トランプ大統領の「フェイクニュース」(似非ニュース)とはよくいったもので、アメリカの左翼メディアもひどいが、ヨーロッパのそれはもっとひどい。ドイツのケメネッツで行わている反メルケル政権デモはすでに三週目に突入したが、ドイツ及び欧州メディアはいまだにデモは極右翼やネオナチが扇動していると報道している。今日はこのデモの本質そのものよりも、その報道の仕方についてちょっと書いてみたい。

ドイツメディアは、ケメネッツのデモ行進に集まっているのは極右翼やネオナチばかりで、あちこちでナチス敬礼をする姿が見られたとか、また行進に集まった人々が外国人に見える人を無差別に追い回して暴力をふるったと報道した。そしてナチス敬礼をしている男としてこの写真が掲載された。

しかし先日、このデモでナチス敬礼をしていた男の別の写真が紹介され、彼の手の甲に「RAF」という入れ墨があるのが写っていた。RAFとはRed Army Factionの頭文字で、あの悪名高い共産主義テロ団体「赤軍」のことだ。

カカシ注:日本の若い人たちは赤軍を覚えていないかもしれないが、1970年代に日本を拠点に世界で大暴れして散々テロ活動をしたのが日本赤軍。日本のテロ組織はオウム真理教が最初ではない。

つまり、反メルケル政権デモに過激派左翼が紛れ込んでナチス敬礼をするなどして、デモはネオナチの集団だと印象付けようとしたらしいのだ。

実を言うと私は前々からこのデモでナチス敬礼が多く見られたという話は眉唾だと思っていた。前のエントリーにも書いたが、もしそんな姿が多くみられたのなら左翼が牛耳るメディアのビデオや新聞記事でその姿を掲載しないのはおかしい。私はケメネッツのニュースやアマチュアビデオを数々観たが、そのどれにもナチス敬礼をしている人の姿みられなかった。偏向そのもののアルジェジーラのニュースでさえも、敬礼は見られたとは言っているものの、その映像が写されなかった。

つまり、ドイツメディアはこのデモでナチス敬礼をしている人など見つけることが出来なかったのである。この極左翼のやらせ以外には。

この男の入れ墨が最初にネットに表れた時、ドイツ新聞の Rheinischer PostやT-Onlineは、この入れ墨はネトウヨによる合成写真だと言い張っていたが、今日になって入れ墨は本物であると認め、紙面で謝罪するに至った。

これとは別に、デモが始まった当初にデモ参加者が外国人を追いかけまわたという話に関しても、ドイツ公安のHans-Georg Maaßen部長は、公開されたビデオが本物かどうか怪しいという見解を発表した。
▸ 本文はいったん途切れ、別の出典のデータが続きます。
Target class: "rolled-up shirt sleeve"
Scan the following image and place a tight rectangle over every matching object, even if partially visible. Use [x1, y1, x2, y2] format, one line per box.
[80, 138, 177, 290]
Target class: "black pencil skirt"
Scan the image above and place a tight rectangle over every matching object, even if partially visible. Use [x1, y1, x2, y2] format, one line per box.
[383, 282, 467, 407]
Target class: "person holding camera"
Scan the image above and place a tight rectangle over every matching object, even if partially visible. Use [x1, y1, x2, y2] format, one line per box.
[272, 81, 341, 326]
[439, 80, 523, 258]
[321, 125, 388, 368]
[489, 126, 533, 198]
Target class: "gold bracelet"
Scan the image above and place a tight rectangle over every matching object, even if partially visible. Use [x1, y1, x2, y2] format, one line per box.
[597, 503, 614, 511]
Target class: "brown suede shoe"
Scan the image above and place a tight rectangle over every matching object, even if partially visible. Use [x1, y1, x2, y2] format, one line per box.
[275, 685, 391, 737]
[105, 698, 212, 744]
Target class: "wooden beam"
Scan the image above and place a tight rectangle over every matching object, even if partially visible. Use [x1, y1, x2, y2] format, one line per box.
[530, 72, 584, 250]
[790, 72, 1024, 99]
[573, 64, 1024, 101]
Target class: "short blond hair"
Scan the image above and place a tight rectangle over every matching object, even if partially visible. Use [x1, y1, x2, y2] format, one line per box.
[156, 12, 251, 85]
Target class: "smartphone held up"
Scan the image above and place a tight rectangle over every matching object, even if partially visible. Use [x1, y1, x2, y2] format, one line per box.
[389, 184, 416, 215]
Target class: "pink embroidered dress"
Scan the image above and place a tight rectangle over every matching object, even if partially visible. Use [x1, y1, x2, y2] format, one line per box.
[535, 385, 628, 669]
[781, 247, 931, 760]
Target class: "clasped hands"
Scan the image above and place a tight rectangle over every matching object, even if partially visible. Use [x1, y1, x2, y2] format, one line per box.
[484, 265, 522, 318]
ドイツ当局は外国人が追い回されたという根拠を入手していないという。つまり、これもデマだった可能性が多いにあるわけだ。

こういうプロパガンダをいったいどれだけのドイツ市民は信じているのだろうか?集まったのが極右翼やネオナチだと言っているメディアの報道ですら、写されるビデオでそれらしき人の姿は写っていない。唯一暴力的なのは「アンティファ」となのる共産主義暴力団の奴らだけだ。

はっきり言ってごく一般の市民が安心して道を歩ける社会を望む行為を極右翼だのネオナチだのと言い続けることに意味があるとは思えない。ドイツでメルケル政権があとどれだけ持続することが出来るのか、考えさせられる。